Por ejemplo, lo siguiente inicia una instancia con soporte mongos Kerberos:
mongos.exe --setParameter authenticationMechanisms=GSSAPI --configdb shard0.example.net, shard1.example.net,shard2.example.net --keyFile C:\<path>\mongos.keyfile --bind_ip localhost,<hostname(s)|ip address(es)>
Modifica o incluye cualquier opción adicional de mongos.exe según sea necesario para tu configuración. Por ejemplo, en lugar de utilizar --keyFile para la autenticación interna de los nodos del clúster, puedes utilizar la autenticación de nodos X.509 en su lugar.

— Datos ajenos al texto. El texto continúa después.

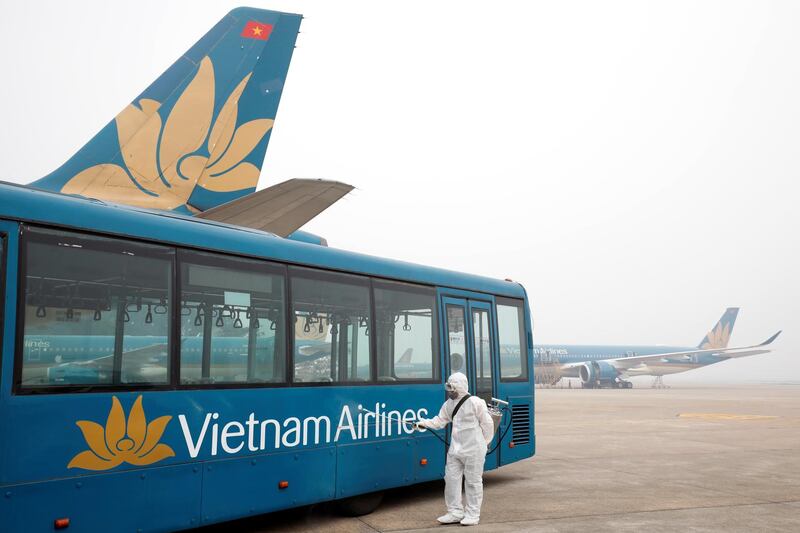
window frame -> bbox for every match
[11,224,178,396]
[0,231,6,379]
[170,246,293,390]
[12,222,530,396]
[286,263,379,387]
[494,296,531,383]
[370,277,444,385]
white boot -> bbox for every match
[436,513,464,524]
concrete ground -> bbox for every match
[202,386,800,533]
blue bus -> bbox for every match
[0,183,536,532]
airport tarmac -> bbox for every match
[204,385,800,533]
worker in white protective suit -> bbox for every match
[417,372,494,526]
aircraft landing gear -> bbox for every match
[650,376,669,389]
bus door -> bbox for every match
[442,297,498,469]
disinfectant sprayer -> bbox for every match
[358,398,511,455]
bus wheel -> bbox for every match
[336,491,383,516]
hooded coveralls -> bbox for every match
[419,372,494,519]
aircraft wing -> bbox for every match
[195,179,353,237]
[562,331,781,371]
[59,343,168,368]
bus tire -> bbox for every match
[336,491,383,516]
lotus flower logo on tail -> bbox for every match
[61,56,274,209]
[67,395,175,470]
[700,322,731,350]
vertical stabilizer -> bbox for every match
[697,307,739,350]
[32,8,302,212]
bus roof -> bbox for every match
[0,182,525,298]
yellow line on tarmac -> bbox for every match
[678,413,778,420]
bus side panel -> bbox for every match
[414,431,446,482]
[500,396,536,465]
[203,446,336,524]
[0,465,202,533]
[336,437,414,498]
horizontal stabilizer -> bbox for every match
[759,330,783,346]
[197,179,353,237]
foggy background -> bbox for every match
[0,0,800,384]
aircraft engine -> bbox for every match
[578,361,618,387]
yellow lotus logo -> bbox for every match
[61,56,274,209]
[67,395,175,470]
[701,323,731,350]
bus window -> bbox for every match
[447,305,467,374]
[289,268,372,383]
[472,309,492,384]
[375,282,439,381]
[17,229,174,388]
[179,251,286,384]
[497,298,528,380]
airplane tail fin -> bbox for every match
[697,307,739,350]
[32,8,302,213]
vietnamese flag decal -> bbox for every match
[242,20,272,41]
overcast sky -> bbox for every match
[0,0,800,383]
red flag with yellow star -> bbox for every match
[242,20,272,41]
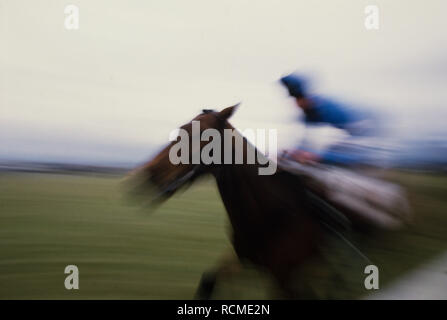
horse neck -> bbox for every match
[213,124,273,231]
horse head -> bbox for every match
[128,104,239,201]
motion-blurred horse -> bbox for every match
[127,106,410,299]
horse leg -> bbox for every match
[194,270,218,300]
[195,253,241,300]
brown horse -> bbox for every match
[128,106,352,298]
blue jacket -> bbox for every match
[304,97,378,165]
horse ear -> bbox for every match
[219,103,241,120]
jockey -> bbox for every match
[281,74,377,166]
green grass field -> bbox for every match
[0,173,447,299]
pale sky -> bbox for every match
[0,0,447,163]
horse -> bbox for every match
[126,106,392,299]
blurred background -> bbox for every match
[0,0,447,299]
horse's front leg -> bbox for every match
[194,253,242,300]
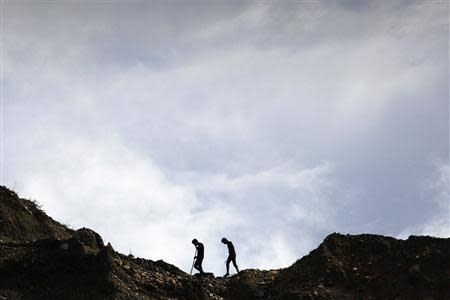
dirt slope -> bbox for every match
[0,187,450,300]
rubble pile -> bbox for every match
[0,187,450,300]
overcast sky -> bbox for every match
[1,0,450,275]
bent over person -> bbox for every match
[222,238,239,277]
[192,239,205,275]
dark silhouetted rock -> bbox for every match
[0,187,450,300]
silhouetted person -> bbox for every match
[192,239,205,275]
[222,238,239,277]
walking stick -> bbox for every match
[189,249,197,276]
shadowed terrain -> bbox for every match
[0,187,450,300]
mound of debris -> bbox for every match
[0,187,450,300]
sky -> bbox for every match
[1,0,450,275]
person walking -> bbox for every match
[222,238,239,277]
[192,239,205,275]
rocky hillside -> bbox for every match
[0,187,450,300]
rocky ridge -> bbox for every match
[0,187,450,300]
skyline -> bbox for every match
[1,1,450,274]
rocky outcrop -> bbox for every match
[0,187,450,300]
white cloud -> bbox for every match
[397,162,450,239]
[3,2,448,272]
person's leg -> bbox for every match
[194,260,201,271]
[232,257,239,273]
[225,256,231,276]
[198,258,205,274]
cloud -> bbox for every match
[2,2,449,272]
[14,129,338,272]
[398,162,450,239]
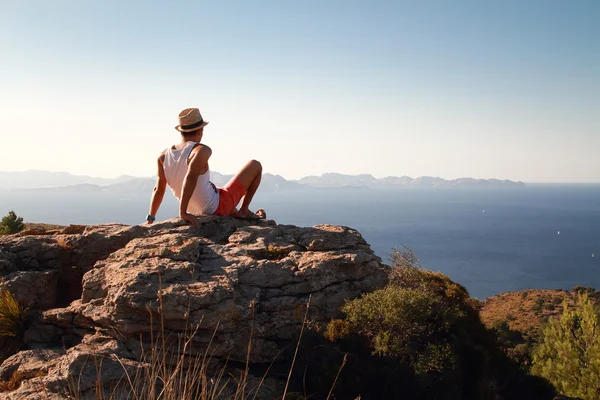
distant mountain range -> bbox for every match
[0,171,525,192]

Asignar el nombre principal de servicio (SPN) al servicio de Windows de MongoDB
Utilice setspn.exe para asignar el nombre principal del servicio (SPN) a la cuenta que ejecuta el mongod.exe y el mongos.exe servicio:
setspn.exe -S <service>/<fully qualified domain name> <service account name>
Ejemplo
Si mongod.exe se ejecuta como un servicio llamado mongodb en testserver.mongodb.com con el nombre de la cuenta de servicio mongodtest, asigne el SPN de la siguiente manera:
setspn.exe -S mongodb/testserver.mongodb.com mongodtest
Incorpora mecanismos de autenticación adicionales.
La autenticación de Kerberos (GSSAPI (Kerberos)) puede funcionar junto con:
El mecanismo de autenticación SCRAM de MongoDB:
El mecanismo de autenticación de MongoDB para LDAP:
PLAIN (SASL LDAP)
El mecanismo de autenticación de MongoDB para X.509:
Especifica los mecanismos de la siguiente forma:
--setParameter authenticationMechanisms=GSSAPI,SCRAM-SHA-256
Agregue los demás mecanismos solo si están en uso. Esta configuración no afecta la autenticación interna de los miembros del clúster por parte de MongoDB.
Pruebas y verificación
Después de completar los pasos de configuración, puedes validar tu configuración con la mongokerberos herramienta.
mongokerberos proporciona un método conveniente para comprobar la configuración de Kerberos de la plataforma con MongoDB y para verificar que la autenticación Kerberos de un cliente MongoDB funciona como se espera. Consulta la documentación de mongokerberos para obtener más información.
mongokerberos está disponible solo en MongoDB Enterprise.